NEW YORK -- U.S. Technologies CEO C. Gregory Earls pleaded innocent Wednesday to charges he cheated investors out of $15 million and diverted some of the money to a trust for his children.
His attorney, Thomas Green, said it was unclear whether Earls could afford a permanent lawyer because the Securities and Exchange Commission froze Earls' assets. A federal judge gave Green and Earls a month to settle the matter.
The scandal tainted former FBI Director William Webster, who led U.S. Technologies auditing committee.
Prosecutors say Earls misappropriated $13.8 million from USV Partners, a company that was investing in U.S. Technologies. They say he redirected some of it to an educational trust for his children and his ex-wife.

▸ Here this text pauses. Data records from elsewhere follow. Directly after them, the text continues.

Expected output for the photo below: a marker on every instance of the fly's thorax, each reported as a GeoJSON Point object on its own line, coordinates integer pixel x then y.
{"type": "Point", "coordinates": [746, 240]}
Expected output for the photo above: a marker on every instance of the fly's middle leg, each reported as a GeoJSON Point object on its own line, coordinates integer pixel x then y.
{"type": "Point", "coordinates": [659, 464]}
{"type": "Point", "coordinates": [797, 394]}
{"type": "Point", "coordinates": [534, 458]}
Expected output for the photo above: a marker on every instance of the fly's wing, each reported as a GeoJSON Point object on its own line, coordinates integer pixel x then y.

He is also accused of pocketing more than $1 million from investors who thought they were financing an Internet company.
Earls and Green declined to comment outside court.

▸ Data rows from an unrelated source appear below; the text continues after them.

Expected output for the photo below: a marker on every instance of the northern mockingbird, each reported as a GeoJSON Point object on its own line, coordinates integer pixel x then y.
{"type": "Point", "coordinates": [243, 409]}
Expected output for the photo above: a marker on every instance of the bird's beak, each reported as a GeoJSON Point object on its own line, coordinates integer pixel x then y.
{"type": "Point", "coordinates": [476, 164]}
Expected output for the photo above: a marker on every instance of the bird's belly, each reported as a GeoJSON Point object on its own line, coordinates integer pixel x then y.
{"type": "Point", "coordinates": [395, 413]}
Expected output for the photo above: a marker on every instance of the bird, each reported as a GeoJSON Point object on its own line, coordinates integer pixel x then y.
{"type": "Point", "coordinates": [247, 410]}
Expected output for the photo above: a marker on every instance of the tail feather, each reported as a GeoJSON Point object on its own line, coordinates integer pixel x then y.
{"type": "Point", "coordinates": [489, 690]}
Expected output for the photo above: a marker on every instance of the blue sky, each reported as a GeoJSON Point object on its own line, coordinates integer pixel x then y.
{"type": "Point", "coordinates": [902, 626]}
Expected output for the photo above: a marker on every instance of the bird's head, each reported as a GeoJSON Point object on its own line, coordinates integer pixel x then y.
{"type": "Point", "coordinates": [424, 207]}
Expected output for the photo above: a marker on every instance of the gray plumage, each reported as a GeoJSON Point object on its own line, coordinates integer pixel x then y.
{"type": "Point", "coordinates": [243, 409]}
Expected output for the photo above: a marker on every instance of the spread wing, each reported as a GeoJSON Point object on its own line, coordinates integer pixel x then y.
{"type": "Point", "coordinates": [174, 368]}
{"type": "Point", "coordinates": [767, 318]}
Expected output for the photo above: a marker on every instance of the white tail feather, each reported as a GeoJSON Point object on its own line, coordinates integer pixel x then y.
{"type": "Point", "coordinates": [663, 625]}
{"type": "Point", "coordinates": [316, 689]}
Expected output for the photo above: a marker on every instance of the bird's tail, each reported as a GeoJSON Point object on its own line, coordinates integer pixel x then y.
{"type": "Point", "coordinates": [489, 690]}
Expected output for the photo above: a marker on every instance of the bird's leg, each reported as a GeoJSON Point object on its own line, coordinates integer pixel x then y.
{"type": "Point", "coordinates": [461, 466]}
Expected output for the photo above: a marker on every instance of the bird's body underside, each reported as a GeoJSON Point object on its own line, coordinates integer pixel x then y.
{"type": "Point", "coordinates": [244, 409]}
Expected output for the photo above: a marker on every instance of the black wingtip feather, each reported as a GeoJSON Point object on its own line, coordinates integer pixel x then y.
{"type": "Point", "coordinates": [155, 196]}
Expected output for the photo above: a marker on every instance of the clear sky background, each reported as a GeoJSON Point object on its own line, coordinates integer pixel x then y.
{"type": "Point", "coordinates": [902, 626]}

U.S. Technologies, based in Washington, D.C., once focused on providing contract labor using prison inmates and has since expanded to include e-commerce and consulting.
The company's accounting problems led Webster to resign in November as head of a special accounting oversight board created by Congress to restore investor confidence. Webster fired the company's outside auditors when he led the auditing committee.
The furor over Webster's appointment led to SEC Chairman Harvey Pitt's resignation in November.